# Prius electric A/C compressor



## grayballs (Aug 27, 2008)

bipole said:


> I'm looking for an electric A/C compressor for my GTM build. Does anyone know if the '04-'09 prius pump is 12 volt or does it run off hybrid battery? If off hybrid battery, what's the pack voltage on those suckers?
> 
> There are several on ebay for $150-200. It would be nice if this was a workable solution.
> 
> Here's a picture:


200+ volts but I think they run off an inverter,,, reasonably certain they are variable speed. 'Looked at one a while back, then decided to use a Danfoss variable speed unit, instead.


----------



## bipole (Sep 8, 2009)

grayballs said:


> ..... then decided to use a Danfoss variable speed unit, instead.



Oooh, please divulge more info.


----------



## grayballs (Aug 27, 2008)

bipole said:


> Oooh, please divulge more info.


 
http://www.rparts.com/Catalog/Major_Components/compressors/Danfoss/danfoss.asp

Try this,,,, 'Brushless DC' with available, compatible controls. The're small units for an average auto AC but, I guess it depends on what you need.
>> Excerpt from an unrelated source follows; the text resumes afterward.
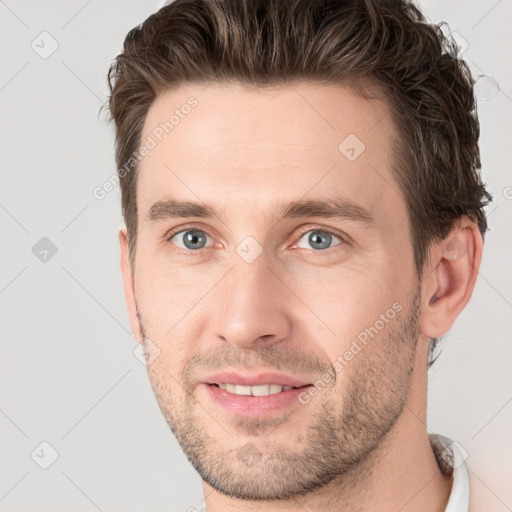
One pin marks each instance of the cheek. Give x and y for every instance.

It doesn't look like you're cooling 6-passenger space.
My intent is to cool the controllers, air to the motors and de-humidify the cabin.


----------



## bipole (Sep 8, 2009)

Those are neat, thanks Grey, i bookmarked the site.

My A/C package that was an option for the kit has all the controls to run the system with a belt driven, clutch actuated compressor. I was thinking of using that clutch signal wired to a simple 12v solenoid or relay to switch on/off the compressor. The evap unit has a orifice tube to meter the refrigerant to the evaporator and a pressure switch on the high side to cycle the pump. Start up current shouldn't be too much since the hi/low sides equalize when off.

I was given a 120 vac window unit the other day, was thinking about running the pump off an inverter but it's an r-22 unit, not sure if it would be compatible with r-134.

The real elegant solution would be to set up the system to be able to act as a heat pump as well. I think the COP is somewhere around 5 in the heating mode. That would be getting fancy though, I like simple.


----------



## grayballs (Aug 27, 2008)

bipole said:


> I was given a 120 vac window unit the other day, was thinking about running the pump off an inverter but it's an r-22 unit, not sure if it would be compatible with r-134.
> 
> The real elegant solution would be to set up the system to be able to act as a heat pump as well. I think the COP is somewhere around 5 in the heating mode. That would be getting fancy though, I like simple.


One can still buy R-22,,, the R-134 is used to change out the old R-12 units.
That heat pump idea is about where I'm headed. Living in the Northwest, I find the need for heat outweighs the cabin cooling needs. I have no wild dreams that the controllers and motors will provide enough heat for the cab, but that, along with de-humidifier coils will allow me to defrost the windows. Possibly heated seats,also?


----------